Título: Decisão de 2006 burlou teto para parlamentares
Autor: Lopes, Eugênia
Fonte: O Estado de São Paulo, 14/09/2008, Nacional, p. A15

Levantamento feito há dois anos indicava que 100 deles engordavam salários com aposentadorias

Aposentado do Supremo Tribunal Federal (STF), o ministro da Defesa, Nelson Jobim, revela-se praticamente uma exceção ao abrir mão de salário de R$ 10,7 mil como ministro do governo Luiz Inácio Lula da Silva e receber apenas seus proventos do tribunal. Apesar de a Constituição estabelecer que a soma de todas as remunerações dos servidores públicos ou de ocupantes de cargos eletivos não pode ultrapassar o salário mensal de ministro do STF, de R$ 24,5 mil, a regra não é cumprida nem mesmo por quem fez a lei.

Levantamento feito no Congresso há dois anos apontou que cerca de 100 parlamentares - ou seja, um sexto dos deputados e senadores - engordavam seus salários (hoje de R$ 16,5 mil) com aposentadorias.
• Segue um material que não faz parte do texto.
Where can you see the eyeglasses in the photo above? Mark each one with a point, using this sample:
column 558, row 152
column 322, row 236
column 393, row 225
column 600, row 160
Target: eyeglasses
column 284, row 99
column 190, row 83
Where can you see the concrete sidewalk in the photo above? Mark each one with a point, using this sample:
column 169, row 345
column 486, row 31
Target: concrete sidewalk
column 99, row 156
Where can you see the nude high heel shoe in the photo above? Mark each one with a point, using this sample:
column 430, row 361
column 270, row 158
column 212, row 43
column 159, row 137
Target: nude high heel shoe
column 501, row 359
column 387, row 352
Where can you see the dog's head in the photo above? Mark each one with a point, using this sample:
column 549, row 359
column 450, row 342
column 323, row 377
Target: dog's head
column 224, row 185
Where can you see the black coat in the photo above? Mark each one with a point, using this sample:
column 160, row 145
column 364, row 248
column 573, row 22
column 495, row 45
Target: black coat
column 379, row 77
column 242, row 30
Esse acúmulo foi legalizado pelas Mesas Diretoras da Câmara e do Senado no início de 2006, permitindo que parlamentares e servidores do Congresso furem o teto. O artigo 37 da Constituição prevê que, na soma de todas as remunerações, estão incluídas as ¿vantagens pessoais ou de qualquer outra natureza¿, como horas extras e gratificações.
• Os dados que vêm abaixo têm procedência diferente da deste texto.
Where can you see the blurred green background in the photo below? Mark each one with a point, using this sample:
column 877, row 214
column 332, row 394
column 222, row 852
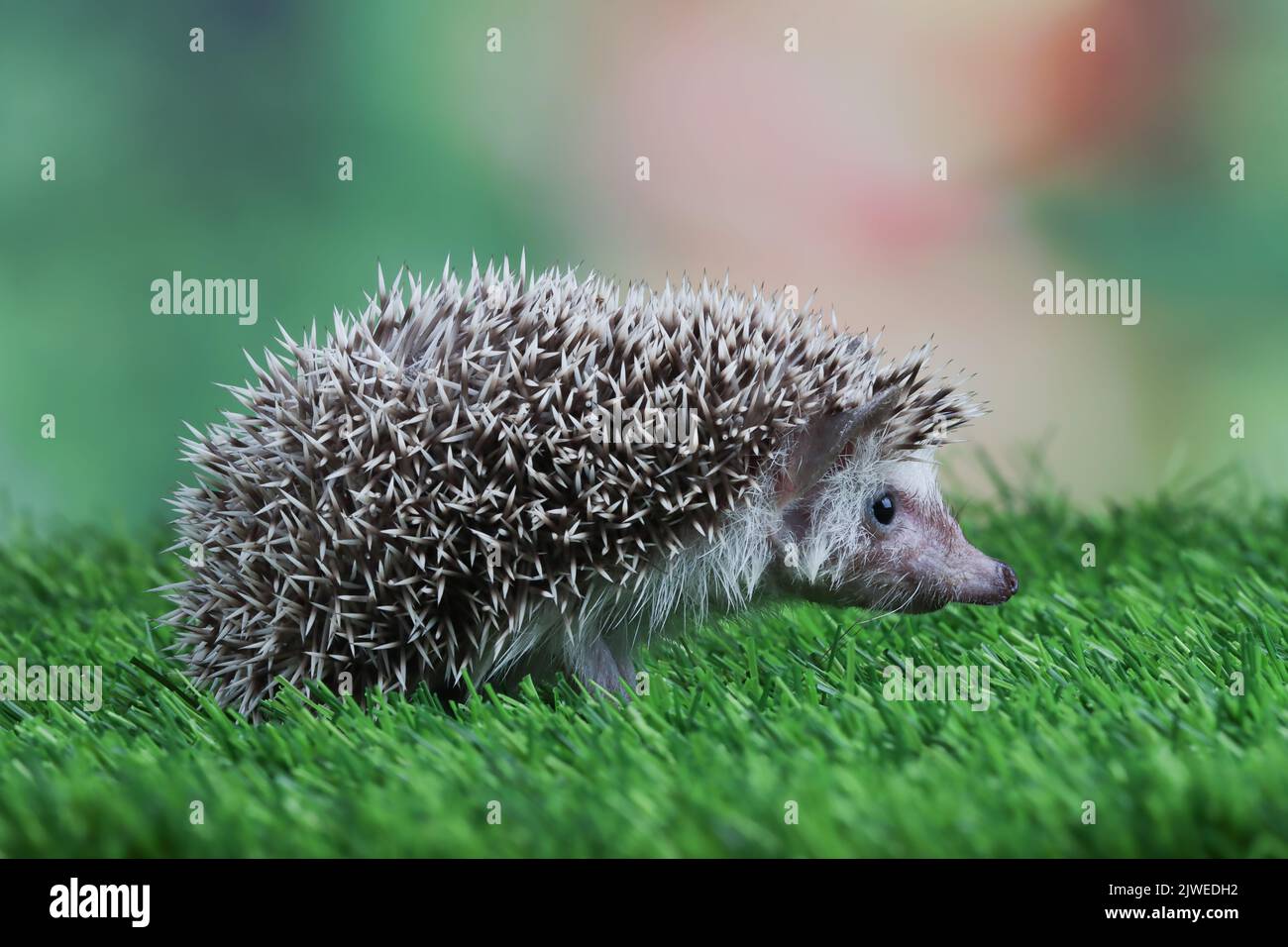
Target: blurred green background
column 807, row 167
Na nova legislatura, que começou em fevereiro de 2007, uma dezena de novos parlamentares procurou a direção do Congresso para saber se era necessário abdicar da aposentadoria ao assumir o mandato. Foi o caso do deputado Alberto Silva (PMDB-PI), ex-engenheiro da Estrada de Ferro Central do Brasil, ex-governador do Piauí e ex-contribuinte do INSS.
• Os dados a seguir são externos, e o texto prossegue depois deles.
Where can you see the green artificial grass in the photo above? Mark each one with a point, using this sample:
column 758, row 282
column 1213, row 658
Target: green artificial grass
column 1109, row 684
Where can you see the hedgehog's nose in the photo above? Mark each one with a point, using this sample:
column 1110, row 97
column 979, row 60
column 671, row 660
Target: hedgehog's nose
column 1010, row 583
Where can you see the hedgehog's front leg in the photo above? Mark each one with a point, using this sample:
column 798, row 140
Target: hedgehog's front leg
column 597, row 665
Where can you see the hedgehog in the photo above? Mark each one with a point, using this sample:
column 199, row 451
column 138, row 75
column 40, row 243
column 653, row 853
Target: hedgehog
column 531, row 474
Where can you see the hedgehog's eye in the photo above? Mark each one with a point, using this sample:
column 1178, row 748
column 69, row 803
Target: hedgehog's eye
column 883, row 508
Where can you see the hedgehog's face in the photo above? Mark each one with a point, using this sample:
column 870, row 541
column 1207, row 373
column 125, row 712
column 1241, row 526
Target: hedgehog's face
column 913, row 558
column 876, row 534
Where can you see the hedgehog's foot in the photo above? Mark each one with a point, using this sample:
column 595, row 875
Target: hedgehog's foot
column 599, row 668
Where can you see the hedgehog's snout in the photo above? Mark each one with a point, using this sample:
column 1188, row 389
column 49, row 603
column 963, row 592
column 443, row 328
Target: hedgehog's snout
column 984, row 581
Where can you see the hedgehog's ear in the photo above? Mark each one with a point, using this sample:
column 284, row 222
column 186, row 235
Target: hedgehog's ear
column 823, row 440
Mesmo procedimento foi adotado pelo deputado Albano Franco (PSDB), que, segundo denuncia do Ministério Público de Sergipe, receberia mais de R$ 22 mil como ex-governador. O senador Antonio Carlos Valadares (PSB-SE) é outro que receberia aposentadoria de ex-governador, segundo a denúncia.

Na lista estariam ainda o ex-presidente e senador José Sarney (PMDB-AP), ex-diretor do Tribunal de Justiça e ex-governador do Maranhão; o senador Epitácio Cafeteira (PTB-MA), ex-funcionário do Banco do Brasil (BB) e ex-governador do Maranhão; e o senador Francisco Dornelles, ex-secretário da Receita Federal. Recém-aposentado como ministro do Tribunal de Contas da União (TCU), o deputado Humberto Souto (PPS-MG) é outro que usufrui de aposentadoria junto com salário.

O descumprimento da Constituição ocorre desde 1998, quando foi promulgada a reforma administrativa que estabeleceu o atual teto. Em 2004, seis meses depois da promulgação de emenda constitucional 41, que deixou ainda mais claro o teto salarial, a direção da Câmara tentou operacionalizar os cortes, determinando que todos os deputados e servidores se recadastrassem, informando se acumulavam outros salários.

O primeiro a se queixar formalmente foi o jurista Célio Borja, que acumula duas aposentadorias, de ex-ministro do STF e de ex-deputado, beneficiário do extinto Instituto de Previdência dos Congressistas (IPC).

Em março de 2006, a direção da Câmara decidiu seguir decisão já adotada no Senado e ¿autorizar, provisoriamente, a aplicação do teto em separado na acumulação de rendimentos, considerando-se cada remuneração isoladamente, até que seja regulamentada a matéria e criado o sistema integrado de dados de que trata a Lei 10.887, de 2004¿. Aí o teto provisório tornou-se permanente.